Quel 30 aprile di 161 anni fa… le gloriose giornate della Repubblica Romana

di Marco Benedetto
Pubblicato il 30 Aprile 2010 - 12:40| Aggiornato il 21 Ottobre 2010 OLTRE 6 MESI FA

Truppe francesi all'assalto del Gianicolo a Roma (Melchiorre Fontana)

Il 30 aprile è una data chiave per il Risorgimento italiano. In quel giorno, nel 1849, ebbe inizio l’assedio di Roma, di quella Roma abbandonata da tre mesi da Papa Pio IX, fuggito a Gaeta in seguito ai moti rivoluzionari, quella Roma dove era stata proclamata la Repubblica con le prime elezioni democratiche in Italia (un’Italia non ancora unita) e retta dal triumvirato di Saffi, Armellini e Mazzini.

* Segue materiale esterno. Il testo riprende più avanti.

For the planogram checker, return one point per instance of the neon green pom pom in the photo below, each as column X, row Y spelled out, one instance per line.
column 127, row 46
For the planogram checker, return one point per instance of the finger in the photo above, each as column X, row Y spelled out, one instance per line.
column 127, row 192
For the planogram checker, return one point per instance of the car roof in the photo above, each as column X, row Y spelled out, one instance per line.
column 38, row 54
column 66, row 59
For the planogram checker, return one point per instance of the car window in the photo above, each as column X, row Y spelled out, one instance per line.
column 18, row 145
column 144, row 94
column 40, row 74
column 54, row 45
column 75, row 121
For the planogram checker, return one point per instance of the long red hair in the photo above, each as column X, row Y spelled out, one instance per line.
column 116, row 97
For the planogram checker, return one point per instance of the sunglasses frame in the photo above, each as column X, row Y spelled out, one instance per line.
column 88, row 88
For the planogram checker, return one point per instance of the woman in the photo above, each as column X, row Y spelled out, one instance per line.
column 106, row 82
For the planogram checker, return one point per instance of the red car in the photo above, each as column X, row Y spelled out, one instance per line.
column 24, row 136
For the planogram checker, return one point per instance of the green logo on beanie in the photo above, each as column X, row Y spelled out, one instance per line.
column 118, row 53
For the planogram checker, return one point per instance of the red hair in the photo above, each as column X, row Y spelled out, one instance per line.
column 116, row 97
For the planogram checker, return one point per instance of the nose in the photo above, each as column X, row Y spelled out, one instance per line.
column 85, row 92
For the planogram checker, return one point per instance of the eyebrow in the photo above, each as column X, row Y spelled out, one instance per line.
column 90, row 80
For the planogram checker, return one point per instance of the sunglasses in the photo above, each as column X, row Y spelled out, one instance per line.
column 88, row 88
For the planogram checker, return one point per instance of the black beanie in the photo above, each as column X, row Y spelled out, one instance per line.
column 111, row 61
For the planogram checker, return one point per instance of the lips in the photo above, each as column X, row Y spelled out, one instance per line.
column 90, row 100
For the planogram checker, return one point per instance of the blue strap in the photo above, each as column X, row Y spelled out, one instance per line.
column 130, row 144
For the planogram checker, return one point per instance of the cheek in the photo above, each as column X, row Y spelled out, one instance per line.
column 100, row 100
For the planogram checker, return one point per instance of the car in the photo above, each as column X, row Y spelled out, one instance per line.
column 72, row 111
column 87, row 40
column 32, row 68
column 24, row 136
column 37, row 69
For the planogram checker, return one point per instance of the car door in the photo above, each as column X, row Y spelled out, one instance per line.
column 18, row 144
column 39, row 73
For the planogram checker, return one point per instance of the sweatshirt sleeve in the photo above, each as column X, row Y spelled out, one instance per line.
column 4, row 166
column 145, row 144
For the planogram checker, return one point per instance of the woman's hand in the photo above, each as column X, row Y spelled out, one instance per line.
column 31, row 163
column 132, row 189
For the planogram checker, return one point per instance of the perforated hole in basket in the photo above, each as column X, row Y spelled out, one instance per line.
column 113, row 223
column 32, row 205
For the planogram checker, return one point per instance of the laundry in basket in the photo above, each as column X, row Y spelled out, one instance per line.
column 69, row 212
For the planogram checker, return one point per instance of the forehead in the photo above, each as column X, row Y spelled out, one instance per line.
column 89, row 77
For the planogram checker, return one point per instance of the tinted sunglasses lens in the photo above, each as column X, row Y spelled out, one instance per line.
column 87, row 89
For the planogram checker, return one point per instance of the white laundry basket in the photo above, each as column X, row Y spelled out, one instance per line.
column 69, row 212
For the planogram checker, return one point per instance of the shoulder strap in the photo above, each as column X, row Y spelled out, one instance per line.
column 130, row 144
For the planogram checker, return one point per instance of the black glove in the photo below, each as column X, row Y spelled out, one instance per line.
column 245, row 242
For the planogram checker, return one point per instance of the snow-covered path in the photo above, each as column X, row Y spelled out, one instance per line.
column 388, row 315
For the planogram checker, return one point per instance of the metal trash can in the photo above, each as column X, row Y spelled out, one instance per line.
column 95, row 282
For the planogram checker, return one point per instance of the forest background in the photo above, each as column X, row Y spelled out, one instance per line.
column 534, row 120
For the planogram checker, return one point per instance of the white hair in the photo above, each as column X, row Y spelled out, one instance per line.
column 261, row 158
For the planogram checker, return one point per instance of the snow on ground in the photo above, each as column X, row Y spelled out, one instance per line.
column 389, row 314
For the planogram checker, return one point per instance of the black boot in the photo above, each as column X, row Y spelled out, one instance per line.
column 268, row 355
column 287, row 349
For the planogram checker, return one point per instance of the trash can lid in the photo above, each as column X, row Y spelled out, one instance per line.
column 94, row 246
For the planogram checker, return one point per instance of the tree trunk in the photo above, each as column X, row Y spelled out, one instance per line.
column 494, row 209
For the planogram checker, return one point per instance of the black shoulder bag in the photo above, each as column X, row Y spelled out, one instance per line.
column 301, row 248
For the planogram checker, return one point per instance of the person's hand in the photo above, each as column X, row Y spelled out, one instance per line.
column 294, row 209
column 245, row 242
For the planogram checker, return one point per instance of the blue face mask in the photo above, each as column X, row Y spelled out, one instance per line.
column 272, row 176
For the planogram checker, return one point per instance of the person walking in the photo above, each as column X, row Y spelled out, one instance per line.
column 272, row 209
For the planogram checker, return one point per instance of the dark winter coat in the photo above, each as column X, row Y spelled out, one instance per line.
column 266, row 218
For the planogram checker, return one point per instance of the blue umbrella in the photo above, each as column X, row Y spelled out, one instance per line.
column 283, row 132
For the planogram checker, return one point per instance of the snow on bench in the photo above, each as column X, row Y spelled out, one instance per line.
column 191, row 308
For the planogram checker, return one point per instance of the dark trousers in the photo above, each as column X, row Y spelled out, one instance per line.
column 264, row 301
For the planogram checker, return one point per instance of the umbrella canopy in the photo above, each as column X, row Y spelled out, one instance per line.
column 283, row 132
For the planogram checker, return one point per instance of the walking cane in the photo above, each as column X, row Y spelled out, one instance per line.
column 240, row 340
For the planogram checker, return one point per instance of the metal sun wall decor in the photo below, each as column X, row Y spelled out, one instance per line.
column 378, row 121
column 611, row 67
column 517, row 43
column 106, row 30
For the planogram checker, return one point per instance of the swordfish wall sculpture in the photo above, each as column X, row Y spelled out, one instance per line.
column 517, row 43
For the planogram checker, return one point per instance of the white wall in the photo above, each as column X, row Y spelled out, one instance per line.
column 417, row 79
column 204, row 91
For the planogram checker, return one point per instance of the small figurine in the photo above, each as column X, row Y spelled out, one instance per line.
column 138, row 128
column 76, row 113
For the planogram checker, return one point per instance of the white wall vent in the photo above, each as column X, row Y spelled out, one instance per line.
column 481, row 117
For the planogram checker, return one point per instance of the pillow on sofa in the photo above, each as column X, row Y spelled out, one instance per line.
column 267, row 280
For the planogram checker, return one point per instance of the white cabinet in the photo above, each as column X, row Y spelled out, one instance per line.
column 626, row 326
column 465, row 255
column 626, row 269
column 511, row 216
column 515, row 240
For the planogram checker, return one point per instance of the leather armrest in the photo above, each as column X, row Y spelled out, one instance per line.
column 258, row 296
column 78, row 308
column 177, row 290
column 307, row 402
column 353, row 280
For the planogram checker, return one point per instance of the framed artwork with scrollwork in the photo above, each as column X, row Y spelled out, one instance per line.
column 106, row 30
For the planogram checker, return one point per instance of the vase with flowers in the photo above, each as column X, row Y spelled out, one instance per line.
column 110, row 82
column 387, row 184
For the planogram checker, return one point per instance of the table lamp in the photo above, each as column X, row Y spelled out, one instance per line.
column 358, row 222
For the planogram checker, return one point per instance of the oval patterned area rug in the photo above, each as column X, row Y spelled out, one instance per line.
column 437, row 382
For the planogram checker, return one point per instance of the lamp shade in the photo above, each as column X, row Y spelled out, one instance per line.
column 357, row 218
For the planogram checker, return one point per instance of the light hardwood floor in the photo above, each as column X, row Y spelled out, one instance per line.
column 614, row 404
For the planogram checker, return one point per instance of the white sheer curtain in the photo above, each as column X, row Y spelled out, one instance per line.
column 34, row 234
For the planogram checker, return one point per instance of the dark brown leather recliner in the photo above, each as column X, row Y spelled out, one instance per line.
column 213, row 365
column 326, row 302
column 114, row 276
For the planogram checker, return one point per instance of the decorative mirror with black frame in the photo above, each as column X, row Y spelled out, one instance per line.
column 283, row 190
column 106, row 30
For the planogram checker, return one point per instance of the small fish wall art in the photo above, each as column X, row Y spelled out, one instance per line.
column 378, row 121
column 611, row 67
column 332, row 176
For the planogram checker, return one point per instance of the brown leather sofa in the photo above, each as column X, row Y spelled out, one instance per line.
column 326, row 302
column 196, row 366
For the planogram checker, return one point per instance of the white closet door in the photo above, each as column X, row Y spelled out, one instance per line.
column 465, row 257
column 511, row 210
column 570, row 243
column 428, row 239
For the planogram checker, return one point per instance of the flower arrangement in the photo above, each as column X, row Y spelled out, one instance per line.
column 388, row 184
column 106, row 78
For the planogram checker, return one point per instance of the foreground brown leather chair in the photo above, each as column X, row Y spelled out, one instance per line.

Una data vale l’altra quando si deve scegliere per fissarne una e farne un simbolo. La fine della Repubblica romana, nata solo cinque mesi prima, è un simbolo italiano.

Rappresenta la fine di un sogno di democrazia, di un sogno di costruzione federalista dell’Italia, di un esperimento di buon governo attuato non da politici di professione ma da cittadini normali, muniti di buon senso e creatività, onesti.

Dovevano passare 11 anni perché la spallata data dai Mille di Garibaldi deponesse la gran parte d’Italia ai piedi dei Savoia. Sarebbe stata tutta un’altra cosa, una annessione fatta in modo brutale, senza rispetto per la storia delle tante anime che formano l’Italia.

Il genio di Garibaldi e l’eroismo dei suoi volontari fornirono all’unità d’Italia una facciata dietro la quale poterono svilupparsi tutti i germi dei mali che ancora oggi ci tormentano.

Il processo di unificazione dell’Italia è stato viziato fin dall’inizio da una retorica che ha reso vana e inutile qualsiasi analisi critica. La stessa etichetta di Risorgimento chiude la discussione.

Siamo ai 150 anni dalla spedizione dei Mille, dalla conquista della Sicilia da parte di Garibaldi.

L’anno prossimo faranno 150 anni dalla proclamazione dell’unità d’Italia.

Le celebrazioni sono partite, ci aggiungiamo anche noi. Cercheremo di dare un modesto contributo, senza opere edili ovviamente, ma solo con quel che sappiamo più o meno bene fare, mettendo assieme delle parole. Non parole di oggi ma ripercorrendo quegli eventi con le parole di chi c’era, protagonisti delle entusiasmanti giornate della Repubblica Romana, protagonisti della spedizione dei Mille.

Parole emozionanti, come quelle di un inviato speciale sul campo, con la differenza che quelli non erano embedded, combattevano sul serio e sapevano scrivere altrettanto. Una forma di citizen journalist prima che li inventassero, quando ancora li chiamavano memorialisti.

Per inquadrare in uno scenario più ampio quei singoli episodi, ci darà una mano Wikipedia, la forma più moderna di enciclopedia, tutta on line, e anche la più aperta, la meno retorica, la meno italiana.

Per capire perché quella straordinaria spinta propulsiva non ha dato tutto quel che poteva e in molti casi ha dato risultati davvero deludenti, chiederemo aiuto a un economista del passato, spirito libero e non di partito, che ha analizzato con onesta e serena lucidità gli errori che hanno deviato la crescita della pianta.

Anche in questo caso non dobbiamo farci fuorviare dalla retorica: tutto bene, tutto eroismo prima, tutto male, tutto sbagliato dopo. Non c’è soluzione di continuità tra prima e dopo. I grandi ingredienti della storia di qualsiasi popolo, l’avidità, la corruzione, l’idealismo, gli interessi di classe e di parte, c’erano prima dei Mille e dopo e ci sono ancora.